A couple weeks ago we talked about how to safely increase your mileage. I believe that working on increasing mileage needs to happen before you start tackling running faster. Once you’re comfortable running longer distances there are many workouts you can do to improve your speed. Many speed workouts take place on a track. It’s easy to calculate your splits, you’re running on a flat surface, and when you think of running on a track, running fast always seems to come to mind. Well I am not the biggest fan of running on a track. I find running in circles extremely boring and find myself dreading doing the workouts. Luckily there are many ways to incorporate speed workouts into your running routine that don’t require going to the track.Below are my three favorite speed workouts!
What did she say? Fart-what? Yeah yeah, I know, it’s a funny name, but it’s a fun workout and one that is great if you are new to speed. Fartlek is a Swedish word that means speed play. Essentially what you are doing is picking up your pace “running fast” for a short period of time or distance. Depending on my training schedule I’ll do a fartlek run once a week. Sometimes I’ll do five repetitions of running 2 minutes fast with two minutes easy in between. Then I’ll increase the time and run 3 minutes fast with 2 minutes easy. Other times I’ll do a ladder and start with 1 minute fast, 1 easy, 2 minutes fast, 2 easy, 3 minutes fast, 3 easy, 4 minutes fast, 4 easy, then work my way back down the ladder and finish with 1 minute fast, 1 easy then repeat the whole thing again. This type of workout can be worked into any run and doesn’t require being on a track.
Tempo runs are probably my favorite type of speed workout. A tempo run is also referred to as a lactate-threshold run and can be described as a comfortably hard workout. When I do a tempo run I’ll usually do 3-4 miles at tempo pace and sometimes with a couple minutes of easy running in between each mile. Tempo runs work because you are increasing how long your body can run at a certain pace before it fatigues. The pace you run at can be measured in a couple ways. The easiest is the talk test. You should be able to ask a quick question such as “are you ok”, but a conversation shouldn’t be possible. Another way to determine how fast you should be running is to add 20-30 seconds to your last 5k race pace. As you do these runs your body works up a higher threshold meaning you’ll be able to run faster and farther at that increased speed.

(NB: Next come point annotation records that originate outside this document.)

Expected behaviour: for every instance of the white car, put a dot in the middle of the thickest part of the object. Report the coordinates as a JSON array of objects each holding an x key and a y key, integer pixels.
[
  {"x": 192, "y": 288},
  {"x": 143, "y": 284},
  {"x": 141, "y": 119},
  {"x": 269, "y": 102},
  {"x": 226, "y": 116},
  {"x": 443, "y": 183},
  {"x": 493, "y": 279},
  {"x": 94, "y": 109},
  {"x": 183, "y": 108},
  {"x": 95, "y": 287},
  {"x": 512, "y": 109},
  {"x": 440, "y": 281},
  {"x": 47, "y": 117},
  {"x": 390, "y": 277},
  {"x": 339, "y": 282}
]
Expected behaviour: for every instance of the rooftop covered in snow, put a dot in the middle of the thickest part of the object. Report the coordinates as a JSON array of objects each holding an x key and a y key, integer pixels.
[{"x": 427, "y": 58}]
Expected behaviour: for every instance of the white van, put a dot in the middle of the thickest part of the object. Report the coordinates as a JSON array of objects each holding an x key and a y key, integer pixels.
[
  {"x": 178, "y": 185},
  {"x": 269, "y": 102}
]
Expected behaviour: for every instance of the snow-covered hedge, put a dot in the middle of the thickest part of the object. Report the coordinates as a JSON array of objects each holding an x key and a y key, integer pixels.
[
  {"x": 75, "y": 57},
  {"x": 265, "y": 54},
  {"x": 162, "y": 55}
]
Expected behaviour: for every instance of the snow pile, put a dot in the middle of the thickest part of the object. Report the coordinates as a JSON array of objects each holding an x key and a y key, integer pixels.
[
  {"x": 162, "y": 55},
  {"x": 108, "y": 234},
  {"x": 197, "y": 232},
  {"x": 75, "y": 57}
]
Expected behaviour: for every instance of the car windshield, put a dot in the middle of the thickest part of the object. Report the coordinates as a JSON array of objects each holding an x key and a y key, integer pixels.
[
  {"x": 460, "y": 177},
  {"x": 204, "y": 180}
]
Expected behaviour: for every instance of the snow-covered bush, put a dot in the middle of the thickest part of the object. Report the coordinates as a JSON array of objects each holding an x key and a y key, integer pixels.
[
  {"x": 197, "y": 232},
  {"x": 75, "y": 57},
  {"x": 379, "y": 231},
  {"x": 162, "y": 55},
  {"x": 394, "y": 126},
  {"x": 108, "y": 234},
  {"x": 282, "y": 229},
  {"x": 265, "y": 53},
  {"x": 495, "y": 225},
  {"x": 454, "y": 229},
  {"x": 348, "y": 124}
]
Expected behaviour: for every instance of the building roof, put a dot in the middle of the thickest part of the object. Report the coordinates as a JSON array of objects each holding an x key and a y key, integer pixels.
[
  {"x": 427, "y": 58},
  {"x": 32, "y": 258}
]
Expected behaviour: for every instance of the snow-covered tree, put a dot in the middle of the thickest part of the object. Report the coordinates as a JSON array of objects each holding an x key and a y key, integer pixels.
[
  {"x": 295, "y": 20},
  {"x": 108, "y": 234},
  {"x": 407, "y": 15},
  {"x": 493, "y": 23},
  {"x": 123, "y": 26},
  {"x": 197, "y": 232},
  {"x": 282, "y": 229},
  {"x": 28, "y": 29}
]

A progressive run is just that. You are progressively increasing your speed over a certain distance or time. I’ve done it both ways, but tend to prefer doing it by distance. I’ll run one mile at a certain pace, then the next mile pick it up another 10-15 seconds, then repeat that again. With each mile you want your pace to progressively get faster. Progressive runs are great because they introduce speed gradually instead of you running all out as soon as you start your workout. It gives your muscles an opportunity to warm up and get used to the faster pace and will ultimately help prevent injury as well.
As you can see, running on a track isn’t a requirement if you want to introduce speed work into your running routine. While a track does have it’s benefits any and all of these three workouts can be worked into any run no matter where you are. Plus, they are far less monotonous as running in circles on the track!